Thursday, November 01, 2007

The Adventures of Super Lenni

The last we saw our intrepid hero she was waiting with bated breath (what the heck does that mean anyway?) to see if her students actually remembered to bring their planting supplies to school....Many adventures have transpired since then.

First our brave volunteer encountered 40 shovel-wielding 4-year olds who had high hopes of planting a garden. She set them to work mixing dirt...because what kidlet isn´t capable of dirt mixing....and successfully created a small garden of lettuce and radish. (Well the seeds were more or less successfully planted. Whether or not they survive under the excessive ministrations of the Kinder remains to be seen.) The very next day Super Lenni mounted her trusty steed and pedaled out to the campo...where they were totally not expecting her. She decided to stay to hang out with the kids, dance, play basketball and just generally celebrate the Dia de Mujer. Unfortunately danger lurked in the form of a drunken community member waiting to ambush our hero and the directora of the school and invite them to get shnakkered. But using their powers of divination (or something) both Lenni and the Directora escaped back to their respective houses without having to participate in any raucously drunk celebrations.The drunk community member is still emotionally wounded by this slight but our hero is pretty sure that she wouldn´t be able to withstand the torture of explaining her feelings about Bolivia or Evo Morales repeatedly.

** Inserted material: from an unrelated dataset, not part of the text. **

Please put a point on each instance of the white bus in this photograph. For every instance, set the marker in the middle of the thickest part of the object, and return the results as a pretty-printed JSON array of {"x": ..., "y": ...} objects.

Super Lenni returned to the campo the very next week to visit a new community (unfortunately for her having to carry her stupid bike up several flights of stairs, across a river and through large piles of sand...next time taxi) and to teach a class about trees. She is pretty sure that some learning was had by all. Lenni also had an encounter with the local gang of kidlets who said "If you don´t come to play with us on Sunday...WE KNOW WHERE YOU LIVE."

The very next week, our favorite volunteer decided to take a trip to outside Sucre with the grand purpose of helping a fellow volunteer with a puppet show and pizza party. Unfortunately Bolivia is kryptonite to well laid plans and our hero hasn´t done anything planned since then. Instead of leaving on Tuesday, she endured a suprise meeting with her Peace Corps boss. Wednesday (instead of leaving) she endured a surprise meeting with the Mayor, or would have if he had showed up. Instead of making it all the way to her friends town on Thursday she only made it to the city of Sucre due to blockades and the like. This was fine with our hero cuz she was tired and wanted a pizza and a warm bed.

In the grand white city of Sucre (which by the way is Super Lenni´s favorite city now) she met up with her BBT who turned out to be very enthusiastic tour guide. As a result, our hero got to see the Casa de Libertad where Bolivia was born, the castle of the only princes in South America, several thousand churches, dinosaur tracks, the watchtower above the city, the eiffel tower, the national archives, and the first bank, train station and university in Bolivia. She also got to visit several mechanics and battery shops, eat lunch with his family, and have some quality gringo time with other volunteers.

Two noteworthy things: 1. Foriegners have to pay triple the price to get into museums than do Bolivians. Our superhero, defender of justice, had a bit of a cow and yelled a bit about it until she hit on the bright idea of showing her Bolivian ID card. (The definition of Bolivian in the case of entrance fee extends to all who look remotely Latino)
2. What was the second thing? I think it was that while lunching with the family..who were sort of elitist and rude to the wait staff, our hero ran into her old sidekick from Camargo. She leaped out of her chair yelling greetings and hugging him and no one mentioned this strange occurence until about 20 minutes later "Do you know him?"

On the way back to Camargo, our hero was waylaid by her counterpart agency who wanted to send her to La Paz to translate something. That is where our hero remains today...translating a stupid document while enduring a slight altitude-headache. Because she was trapped en route to her home (ie on the bus in the city of Potosí) our hero doesn´t have shoes with her (just Tevas) and is also lacking clean underwear. Such is the hero´s life. But perhaps she´ll stay the weekend here for a bit of vacation.